The turbulent boundary layer

Summary

Two experimental studies of turbulent boundary layers are described. The first was begun as part of a search for more accurate knowledge of the structure and motion of the large-scale eddy motions that appear to control the rate of entrainment of non-turbulent fluid and which may also play a dominant part in the constant-stress layer. The experimental technique depends on the measurement of mean products of the various components of the fluctuation velocities at two separated points in the flow, and a comparison of the measurements with those to be expected from the presence of hypothetical simple eddy structures. Within the inner, constant-stress layer, the measurements are consistent with the irregular occurrence of nearly two-dimensional jets, directed outwards from the viscous layer and of comparatively long and indeterminate length in the direction of mean flow. In the outer part of the layer the dominant large-scale motion appears to be jets of turbulent fluid which may arise from the release of the anisotropie Reynolds stresses set up by the shearing motion at the free boundary. The connection between these results and the hypothesis of wall similarity (“law of the wall”) is discussed.

The second part is concerned with the boundary layer on a flat plate of finite aspect ratio, in particular the flow in the immediate neighbourhood of the free edge parallel to the stream and its effect on the boundary layer as a whole.
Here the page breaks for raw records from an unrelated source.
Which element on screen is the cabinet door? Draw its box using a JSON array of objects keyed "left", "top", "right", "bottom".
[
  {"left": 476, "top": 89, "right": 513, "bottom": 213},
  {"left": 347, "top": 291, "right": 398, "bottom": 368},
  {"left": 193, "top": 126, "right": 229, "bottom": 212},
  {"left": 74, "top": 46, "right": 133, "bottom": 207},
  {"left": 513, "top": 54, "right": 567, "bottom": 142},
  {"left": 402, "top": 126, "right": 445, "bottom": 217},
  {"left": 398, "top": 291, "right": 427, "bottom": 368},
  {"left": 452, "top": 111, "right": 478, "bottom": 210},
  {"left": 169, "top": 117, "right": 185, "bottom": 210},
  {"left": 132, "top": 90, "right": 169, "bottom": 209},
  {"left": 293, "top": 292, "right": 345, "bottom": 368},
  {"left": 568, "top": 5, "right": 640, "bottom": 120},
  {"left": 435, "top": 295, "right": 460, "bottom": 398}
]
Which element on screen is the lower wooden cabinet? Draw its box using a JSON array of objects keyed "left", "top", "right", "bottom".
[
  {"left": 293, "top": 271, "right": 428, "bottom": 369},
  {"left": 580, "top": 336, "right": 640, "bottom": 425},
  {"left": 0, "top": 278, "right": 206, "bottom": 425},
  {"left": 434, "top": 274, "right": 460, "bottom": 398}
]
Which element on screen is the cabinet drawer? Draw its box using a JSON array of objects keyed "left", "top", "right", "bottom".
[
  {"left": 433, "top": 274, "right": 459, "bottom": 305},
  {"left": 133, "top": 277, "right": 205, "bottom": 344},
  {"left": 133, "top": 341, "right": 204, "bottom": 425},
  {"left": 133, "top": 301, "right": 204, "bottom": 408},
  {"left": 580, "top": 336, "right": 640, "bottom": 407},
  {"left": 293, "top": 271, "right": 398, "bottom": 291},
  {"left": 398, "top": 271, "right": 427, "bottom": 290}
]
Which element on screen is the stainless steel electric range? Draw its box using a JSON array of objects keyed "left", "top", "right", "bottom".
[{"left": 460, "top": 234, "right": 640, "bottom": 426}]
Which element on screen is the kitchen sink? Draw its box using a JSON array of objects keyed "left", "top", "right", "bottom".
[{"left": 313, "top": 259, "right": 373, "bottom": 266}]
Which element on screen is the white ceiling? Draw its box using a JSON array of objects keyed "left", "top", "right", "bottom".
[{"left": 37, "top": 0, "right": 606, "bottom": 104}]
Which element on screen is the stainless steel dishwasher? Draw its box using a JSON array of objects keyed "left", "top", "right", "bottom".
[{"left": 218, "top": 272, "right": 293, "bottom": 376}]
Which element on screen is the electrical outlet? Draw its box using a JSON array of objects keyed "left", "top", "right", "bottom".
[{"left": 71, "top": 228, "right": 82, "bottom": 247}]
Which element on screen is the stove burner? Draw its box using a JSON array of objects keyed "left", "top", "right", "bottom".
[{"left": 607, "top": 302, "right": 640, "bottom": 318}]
The measurements include mean velocities, turbulent intensities and local surface friction. For fully turbulent flow at effective Reynolds numbers over one million, well-developed eddies are found with their axes parallel to the edge and one on each side of the plate. These are caused by the cross-flow which must arise if a boundary layer is bounded by a free edge as a consequence of the well-known inequality of the normal Reynolds stresses in a boundary layer. Measurements at lower Reynolds numbers show that the laminar flow near the edge becomes unstable at a lower Reynolds number than the rest of the layer and may become turbulent before the remainder of the flow is in any way unstable. The interaction between the two parts of the flow has some very interesting features and it is hoped that these experiments may help in the interpretation of recent measurements of “turbulent” skin friction on flat plates at very low Reynolds numbers.